Confiants, les spécialistes prédisent un bel avenir à ce sport. Sylvain Cresson juge que la fédération française de hockey sur glace "fait un bon travail en essayant au maximum de médiatiser ce sport. Les clubs sont devenus plus professionnels depuis cette année, avec la mise en place de structures de type SASP [société anonyme sportive professionnelle] destinées à la gestion d’un club sportif. Les places restent abordables [entre 10 et 15 euros pour un match de première division, 16 euros pour un match de poule du championnat du monde]".

Tristan Alric renchérit : "Les hockeyeurs français s’exportent à l’étranger et en particulier en NHL, quelque chose d’impensable il y a vingt-cinq ans. La formation s’améliore, les patinoires se rénovent et les clubs développent des partenariats inter-sports, à l’image de Lyon. En décembre dernier, Jean-Michel Aulas a organisé un match entre les Lions de Lyon et les Brûleurs de loups de Grenoble au Parc OL."

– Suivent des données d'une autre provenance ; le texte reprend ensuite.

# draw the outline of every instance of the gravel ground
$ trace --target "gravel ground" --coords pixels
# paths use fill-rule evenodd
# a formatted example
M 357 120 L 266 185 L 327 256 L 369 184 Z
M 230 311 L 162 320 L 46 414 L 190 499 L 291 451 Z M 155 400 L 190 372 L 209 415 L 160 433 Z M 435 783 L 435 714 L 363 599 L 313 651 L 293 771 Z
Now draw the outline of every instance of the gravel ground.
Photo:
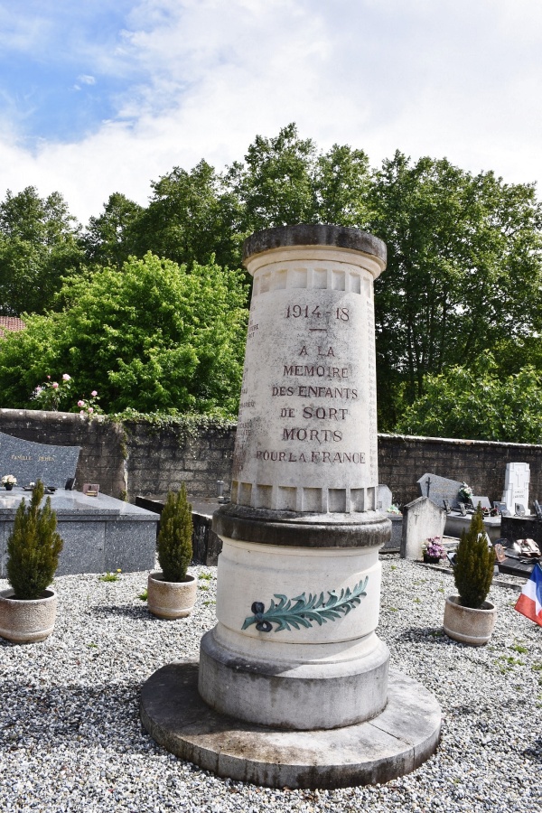
M 138 598 L 146 574 L 62 576 L 54 633 L 27 646 L 0 640 L 1 810 L 542 811 L 542 629 L 514 611 L 512 590 L 491 589 L 490 645 L 465 647 L 442 633 L 452 576 L 385 556 L 378 634 L 392 664 L 437 696 L 440 747 L 386 785 L 273 790 L 200 771 L 142 731 L 142 684 L 197 658 L 214 624 L 216 568 L 191 572 L 200 590 L 188 619 L 149 616 Z

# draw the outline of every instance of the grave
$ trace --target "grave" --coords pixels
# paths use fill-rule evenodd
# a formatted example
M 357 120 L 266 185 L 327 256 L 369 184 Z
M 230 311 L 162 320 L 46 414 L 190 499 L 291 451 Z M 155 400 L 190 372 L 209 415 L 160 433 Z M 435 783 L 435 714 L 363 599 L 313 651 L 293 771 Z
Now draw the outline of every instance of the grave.
M 0 432 L 0 478 L 13 474 L 19 486 L 41 480 L 64 489 L 75 481 L 80 446 L 36 444 Z
M 0 477 L 17 478 L 13 491 L 0 488 L 0 578 L 5 578 L 15 511 L 23 499 L 30 500 L 28 484 L 38 480 L 53 491 L 49 496 L 64 540 L 58 575 L 154 568 L 159 516 L 102 493 L 89 497 L 65 489 L 75 479 L 79 453 L 79 446 L 36 444 L 0 433 Z
M 460 510 L 461 503 L 457 499 L 457 495 L 463 483 L 458 480 L 449 480 L 447 477 L 441 477 L 439 474 L 426 472 L 419 478 L 417 484 L 422 496 L 428 496 L 429 500 L 435 506 L 445 509 L 447 516 L 444 531 L 444 536 L 461 537 L 463 531 L 469 529 L 472 516 L 466 511 L 463 513 Z M 429 491 L 428 494 L 427 491 Z M 474 508 L 476 508 L 479 501 L 481 502 L 482 507 L 491 508 L 487 497 L 472 496 L 471 500 Z M 500 537 L 500 517 L 485 517 L 483 524 L 491 541 L 494 542 Z
M 448 500 L 452 509 L 459 507 L 457 494 L 463 484 L 459 481 L 449 480 L 447 477 L 441 477 L 439 474 L 426 472 L 416 481 L 420 489 L 420 496 L 428 497 L 439 508 L 444 507 L 444 500 Z
M 506 502 L 510 514 L 516 513 L 517 503 L 524 506 L 527 514 L 530 513 L 528 510 L 529 481 L 530 469 L 528 463 L 509 463 L 506 464 L 502 501 Z
M 421 559 L 422 547 L 427 539 L 442 539 L 446 523 L 446 511 L 429 497 L 418 497 L 403 506 L 401 558 Z
M 196 664 L 145 684 L 144 726 L 173 753 L 272 787 L 387 781 L 436 749 L 441 713 L 388 671 L 377 634 L 373 280 L 384 244 L 354 229 L 266 229 L 254 277 L 222 539 L 217 625 Z

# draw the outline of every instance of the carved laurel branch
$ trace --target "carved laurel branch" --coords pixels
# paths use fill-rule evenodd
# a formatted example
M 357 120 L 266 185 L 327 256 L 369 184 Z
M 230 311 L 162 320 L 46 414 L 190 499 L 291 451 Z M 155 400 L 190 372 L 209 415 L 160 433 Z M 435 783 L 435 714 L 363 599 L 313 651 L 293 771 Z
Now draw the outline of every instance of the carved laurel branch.
M 348 615 L 350 610 L 360 604 L 361 597 L 367 595 L 365 588 L 368 581 L 369 576 L 366 576 L 352 590 L 350 587 L 343 588 L 340 595 L 334 590 L 330 590 L 326 602 L 323 600 L 323 593 L 320 595 L 309 593 L 308 599 L 304 593 L 292 599 L 276 593 L 275 598 L 278 599 L 278 603 L 271 599 L 266 611 L 261 602 L 253 603 L 250 609 L 254 615 L 245 619 L 242 629 L 246 630 L 251 624 L 256 624 L 256 629 L 260 632 L 280 632 L 282 630 L 290 631 L 292 627 L 295 630 L 300 627 L 309 628 L 313 626 L 313 621 L 322 626 L 328 621 L 336 621 L 341 615 Z M 273 624 L 276 624 L 275 629 Z

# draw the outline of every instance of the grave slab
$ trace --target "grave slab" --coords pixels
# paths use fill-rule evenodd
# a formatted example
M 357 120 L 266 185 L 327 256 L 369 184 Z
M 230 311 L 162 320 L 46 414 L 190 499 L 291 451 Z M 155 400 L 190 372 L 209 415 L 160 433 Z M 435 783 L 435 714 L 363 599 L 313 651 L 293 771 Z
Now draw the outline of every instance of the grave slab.
M 19 486 L 0 491 L 0 578 L 5 578 L 7 538 L 15 511 L 31 496 Z M 58 575 L 154 568 L 158 514 L 105 494 L 87 497 L 64 489 L 51 495 L 51 505 L 64 540 Z
M 440 474 L 425 472 L 416 481 L 422 497 L 429 497 L 429 500 L 439 508 L 444 507 L 444 500 L 449 501 L 453 509 L 457 508 L 457 493 L 462 486 L 458 480 L 449 480 L 447 477 L 441 477 Z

Mais pour l’historien de la fédération, seuls d’excellents résultats de l’équipe de France pourraient bâtir durablement la notoriété de ce sport et attirer une couverture médiatique. "Douzième mondial, c’est insuffisant", estime-t-il. Les Bleus vont devoir cravacher pour réaliser des miracles sur le terrain et imiter le handball. C’est grâce aux résultats probants des "Barjots" dans les années 1990 que le hand a fini par devenir autre chose qu’un sport de lycée. Les hockeyeurs français ont le droit de rêver de devenir, un jour, les "Experts" de la glace.